Partly, my upbringing brought me to this place. My father worked hard to elect John F. Kennedy president in 1960. We discussed his neighborhood canvassing at the family dinner table. When he finished our neighborhood, the meat cutters union gave him another geography to canvass. It was my first awareness of elections and although Richard Nixon won Iowa that year, JFK won the presidency and I felt we benefited from having a Democrat in the White House.
When JFK was assassinated, and Lyndon Baines Johnson assumed the presidency, it was a shock. LBJ decided to run for reelection in 1964 and won in a landslide the likes of which have not been repeated. They didn’t need courts to decide diddly squat in 1964 because the margin of victory was so large. LBJ went on to pass a stunning amount of significant legislation. I assumed voters had seen the light and every presidential election would be like the one in 1964. I was young.
There have been recent close races. The 2000 election stands out as the one in which the U.S. Supreme Court got involved, stopped vote-counting in Florida, and effectively gave the win to George W. Bush. Those of us in Iowa’s Second Congressional District still feel the burn from the 2020 election in which Mariannette Miller-Meeks won by six votes over Rita Hart. Hart wisely decided to give up her appeals once it became clear the U.S. House of Representatives did not have the votes to pursue every legal recourse in her case. In retrospect, Hart had the votes to win, although she couldn’t get them recognized in time for state certification of the election, which prevailed. It rots when the vote is so close and the courts get involved.
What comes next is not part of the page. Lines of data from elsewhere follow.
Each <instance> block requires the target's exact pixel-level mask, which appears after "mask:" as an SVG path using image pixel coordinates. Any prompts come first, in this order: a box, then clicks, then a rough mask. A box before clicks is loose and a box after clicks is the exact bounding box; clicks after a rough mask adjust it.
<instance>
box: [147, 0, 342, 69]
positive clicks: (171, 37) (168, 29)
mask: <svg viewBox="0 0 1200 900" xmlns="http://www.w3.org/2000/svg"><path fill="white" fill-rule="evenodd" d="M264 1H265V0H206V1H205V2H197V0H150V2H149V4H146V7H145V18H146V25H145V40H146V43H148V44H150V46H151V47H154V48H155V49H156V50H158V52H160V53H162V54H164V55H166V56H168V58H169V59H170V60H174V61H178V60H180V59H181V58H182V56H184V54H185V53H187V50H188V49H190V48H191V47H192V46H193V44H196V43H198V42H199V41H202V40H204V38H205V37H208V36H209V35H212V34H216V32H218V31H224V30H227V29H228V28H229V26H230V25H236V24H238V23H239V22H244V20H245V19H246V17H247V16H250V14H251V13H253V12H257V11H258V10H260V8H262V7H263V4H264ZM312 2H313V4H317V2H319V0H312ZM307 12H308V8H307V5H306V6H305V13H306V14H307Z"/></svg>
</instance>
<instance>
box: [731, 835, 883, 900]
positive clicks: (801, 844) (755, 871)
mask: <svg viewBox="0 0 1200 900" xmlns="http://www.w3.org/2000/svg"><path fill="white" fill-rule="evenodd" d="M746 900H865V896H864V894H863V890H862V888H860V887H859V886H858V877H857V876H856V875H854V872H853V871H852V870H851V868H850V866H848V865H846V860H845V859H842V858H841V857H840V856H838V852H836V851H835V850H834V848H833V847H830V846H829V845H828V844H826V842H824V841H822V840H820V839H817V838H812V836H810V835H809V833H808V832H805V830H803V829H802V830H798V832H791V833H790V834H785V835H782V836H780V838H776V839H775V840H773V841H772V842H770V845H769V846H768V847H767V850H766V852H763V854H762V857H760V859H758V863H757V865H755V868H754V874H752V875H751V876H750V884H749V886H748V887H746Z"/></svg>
I came of political age at a time when the basic tenant of elections was a campaign needed 50 percent of votes cast plus one to win. A win is a win, after all. I didn’t recognize it at the time, yet that was a turn for the worse. We became acculturated in the numbers and techniques of campaigning rather than standing for things as a first priority. My reeducation in this process began in 2004 and it has been a downward spiral ever since. That is, until I realized that Republicans had developed a better ground game and that Democrats couldn’t continue the way we were going and win.
Some progressives couldn’t believe Finkenauer had so few signatures on her petition that challenging three of them would get her thrown off the ballot. If 19 counties with at least 100 signatures in each is the bar, get 25 counties with 150 signatures in each, some opined. What else were Democrats doing in the weeks before the filing deadline?
I am neutral about Republicans challenging some of the petition filings. Was it political? Of course it was. Shame on the party that doesn’t review the opposition’s work for compliance. Finkenauer’s campaign took an unfortunate hit because of the incident. Can she recover and win the primary? She’s been leading in the polls and rank and file primary voters will likely take the lawsuit with a grain of salt and not change their voting plans. We’ll know for sure on June 8. If I were Finkenauer, I’d be working now to make sure she gets enough votes to win the primary outright and avoid a convention.
To be of any use to the electorate, Democrats should win every election outright, without needing courts to get involved. Finkenauer’s case highlights we are not there yet.